Le Bayern Munich, c'est l'institution. Depuis une décennie, le club bavarois s'est construit sur des principes d'efficacité, de solidité défensive, de maîtrise des moments décisifs. Face au PSG ce soir-là, Munich n'a rien renié à ces principes. L'équipe de Carlo Ancelotti, ou celle qui en hériterait peu après ce match, défend comme elle l'a toujours fait : organisée, compacte, difficile à percer. Sauf qu'en face, pour la première fois, le PSG n'est pas venu négocier un résultat. Kylian Mbappé a inscrit trois buts, certes, mais dans un contexte de supériorité collective où chaque secteur de terrain a apporté sa contribution. Vitinha a eu une présence pénétrante du milieu. Ousmane Dembélé, qui a aussi trouvé le chemin des filets, a apporté cette solidité et cette efficacité défensive que Luis Enrique recherchait. Même en défense, le PSG n'a pas plié. Il a cédé quatre buts, oui, mais en donnant beaucoup, en croyant jusqu'au bout à sa capacité à renverser les situations.

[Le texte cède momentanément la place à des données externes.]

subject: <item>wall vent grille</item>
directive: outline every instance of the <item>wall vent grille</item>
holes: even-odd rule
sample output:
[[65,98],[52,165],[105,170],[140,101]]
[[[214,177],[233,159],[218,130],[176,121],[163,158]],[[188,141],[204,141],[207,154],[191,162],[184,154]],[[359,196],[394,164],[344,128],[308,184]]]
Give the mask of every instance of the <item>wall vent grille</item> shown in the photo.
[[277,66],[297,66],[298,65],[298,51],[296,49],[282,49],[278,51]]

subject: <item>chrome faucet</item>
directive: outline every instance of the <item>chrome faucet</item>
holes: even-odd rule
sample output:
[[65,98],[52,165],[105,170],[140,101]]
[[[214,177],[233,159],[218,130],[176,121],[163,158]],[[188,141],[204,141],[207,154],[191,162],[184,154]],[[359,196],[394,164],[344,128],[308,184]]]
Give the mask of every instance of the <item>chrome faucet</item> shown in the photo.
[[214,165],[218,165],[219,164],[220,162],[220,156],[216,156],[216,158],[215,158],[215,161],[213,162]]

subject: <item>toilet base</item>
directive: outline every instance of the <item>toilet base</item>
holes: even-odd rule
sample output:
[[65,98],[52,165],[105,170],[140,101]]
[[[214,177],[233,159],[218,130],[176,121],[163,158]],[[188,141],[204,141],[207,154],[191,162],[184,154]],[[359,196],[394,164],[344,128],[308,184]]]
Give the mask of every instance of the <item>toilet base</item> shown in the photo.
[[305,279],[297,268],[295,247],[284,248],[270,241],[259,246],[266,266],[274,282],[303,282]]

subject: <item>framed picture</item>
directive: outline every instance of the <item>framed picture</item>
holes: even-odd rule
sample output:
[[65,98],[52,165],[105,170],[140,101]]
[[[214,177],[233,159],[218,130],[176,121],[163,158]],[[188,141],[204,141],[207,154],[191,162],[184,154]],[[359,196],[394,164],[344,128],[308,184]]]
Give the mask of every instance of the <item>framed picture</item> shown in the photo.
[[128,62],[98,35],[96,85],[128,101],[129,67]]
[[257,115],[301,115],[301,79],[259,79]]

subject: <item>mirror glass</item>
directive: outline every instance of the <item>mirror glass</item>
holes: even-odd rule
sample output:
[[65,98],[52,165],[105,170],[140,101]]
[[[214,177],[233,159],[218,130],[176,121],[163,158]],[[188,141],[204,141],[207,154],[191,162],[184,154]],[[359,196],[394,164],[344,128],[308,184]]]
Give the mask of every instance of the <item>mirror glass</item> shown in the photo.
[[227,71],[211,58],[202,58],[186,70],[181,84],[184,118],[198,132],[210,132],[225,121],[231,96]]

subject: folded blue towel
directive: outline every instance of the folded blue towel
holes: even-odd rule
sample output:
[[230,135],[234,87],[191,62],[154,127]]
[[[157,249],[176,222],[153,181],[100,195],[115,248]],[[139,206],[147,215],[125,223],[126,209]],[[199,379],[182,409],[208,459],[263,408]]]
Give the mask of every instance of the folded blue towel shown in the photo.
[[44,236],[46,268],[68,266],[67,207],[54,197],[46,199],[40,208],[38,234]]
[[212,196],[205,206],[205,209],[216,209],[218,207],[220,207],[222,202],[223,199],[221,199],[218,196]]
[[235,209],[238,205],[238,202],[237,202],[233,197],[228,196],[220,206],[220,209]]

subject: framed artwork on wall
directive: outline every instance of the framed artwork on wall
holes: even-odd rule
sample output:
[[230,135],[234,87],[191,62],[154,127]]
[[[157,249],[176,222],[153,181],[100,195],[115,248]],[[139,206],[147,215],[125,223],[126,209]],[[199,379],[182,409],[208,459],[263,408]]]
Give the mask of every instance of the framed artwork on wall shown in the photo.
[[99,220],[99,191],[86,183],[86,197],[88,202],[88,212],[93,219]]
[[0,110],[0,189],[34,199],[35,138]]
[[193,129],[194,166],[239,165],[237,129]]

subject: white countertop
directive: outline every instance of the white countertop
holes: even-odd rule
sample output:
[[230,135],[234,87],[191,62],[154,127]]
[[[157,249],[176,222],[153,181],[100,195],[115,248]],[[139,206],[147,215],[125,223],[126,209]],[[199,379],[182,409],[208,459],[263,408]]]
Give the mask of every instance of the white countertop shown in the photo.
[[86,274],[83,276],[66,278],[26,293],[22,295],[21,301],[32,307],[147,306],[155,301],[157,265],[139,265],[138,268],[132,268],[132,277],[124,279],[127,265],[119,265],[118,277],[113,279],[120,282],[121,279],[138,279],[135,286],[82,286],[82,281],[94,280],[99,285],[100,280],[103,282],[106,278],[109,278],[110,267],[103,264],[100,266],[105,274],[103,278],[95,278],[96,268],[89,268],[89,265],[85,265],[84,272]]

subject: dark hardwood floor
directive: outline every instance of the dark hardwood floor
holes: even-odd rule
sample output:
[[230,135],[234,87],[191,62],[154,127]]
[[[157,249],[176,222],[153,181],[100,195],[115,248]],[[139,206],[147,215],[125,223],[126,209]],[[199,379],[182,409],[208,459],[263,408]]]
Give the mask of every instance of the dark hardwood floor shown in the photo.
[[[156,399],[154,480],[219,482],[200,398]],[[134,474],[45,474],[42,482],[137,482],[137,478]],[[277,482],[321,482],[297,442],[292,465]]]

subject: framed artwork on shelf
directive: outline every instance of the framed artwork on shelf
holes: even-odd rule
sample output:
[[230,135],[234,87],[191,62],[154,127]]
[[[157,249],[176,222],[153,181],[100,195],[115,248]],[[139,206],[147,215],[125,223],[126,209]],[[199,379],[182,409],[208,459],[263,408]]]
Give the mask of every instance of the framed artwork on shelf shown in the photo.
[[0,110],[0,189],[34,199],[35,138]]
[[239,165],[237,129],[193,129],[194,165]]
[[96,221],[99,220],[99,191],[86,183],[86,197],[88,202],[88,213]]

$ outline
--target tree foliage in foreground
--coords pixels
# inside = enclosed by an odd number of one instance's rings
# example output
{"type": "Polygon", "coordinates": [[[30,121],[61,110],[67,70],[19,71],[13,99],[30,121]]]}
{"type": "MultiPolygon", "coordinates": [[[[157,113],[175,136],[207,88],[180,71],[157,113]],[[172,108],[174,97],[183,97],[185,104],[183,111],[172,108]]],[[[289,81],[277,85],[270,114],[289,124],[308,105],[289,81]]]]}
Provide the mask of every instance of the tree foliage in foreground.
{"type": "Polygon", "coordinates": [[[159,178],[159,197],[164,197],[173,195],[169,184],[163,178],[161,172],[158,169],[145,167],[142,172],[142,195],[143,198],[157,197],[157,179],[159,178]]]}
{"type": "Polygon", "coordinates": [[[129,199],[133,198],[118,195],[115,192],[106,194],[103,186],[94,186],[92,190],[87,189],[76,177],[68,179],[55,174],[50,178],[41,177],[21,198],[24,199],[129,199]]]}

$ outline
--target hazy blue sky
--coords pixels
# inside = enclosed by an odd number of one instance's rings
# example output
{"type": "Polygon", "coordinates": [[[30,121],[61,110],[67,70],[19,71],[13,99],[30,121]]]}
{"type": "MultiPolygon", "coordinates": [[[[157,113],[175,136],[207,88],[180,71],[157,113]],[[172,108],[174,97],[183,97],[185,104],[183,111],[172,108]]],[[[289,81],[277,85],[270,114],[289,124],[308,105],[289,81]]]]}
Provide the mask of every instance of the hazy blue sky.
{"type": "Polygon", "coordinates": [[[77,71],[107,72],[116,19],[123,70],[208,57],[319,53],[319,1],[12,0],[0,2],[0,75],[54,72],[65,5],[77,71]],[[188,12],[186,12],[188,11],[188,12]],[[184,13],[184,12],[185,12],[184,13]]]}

C'est ce changement philosophique qui transparaît dans ce geste de Vitinha. Le PSG ne joue plus à s'adapter aux exigences des autres équipes européennes. Il impose ses conditions, son rythme, sa folie structurée. Et quand un milieu français de haut niveau se permet d'imiter les gestes de son meilleur buteur en zone mixte, c'est parce que, pour une fois, il a le sentiment que la victoire est collective, partagée, qu'elle n'appartient à aucune star en particulier mais au projet dans son ensemble.

La route vers le Wanda Metropolitano reste semée d'embûches. Mais ce PSG-Bayern 5-4, avec ses débordements offensifs et son absence de fatalisme face à l'adversité, ouvre une voie nouvelle. Et ce rôle de soutier assumé par Vitinha, avec cet humour en zone mixte qui imite Mbappé, voilà peut-être la preuve que le PSG a enfin trouvé le réglage juste : une hiérarchie acceptée par tous, une complémentarité travaillée, et surtout, une confiance collective envers ce projet Luis Enrique qui commence à faire sens.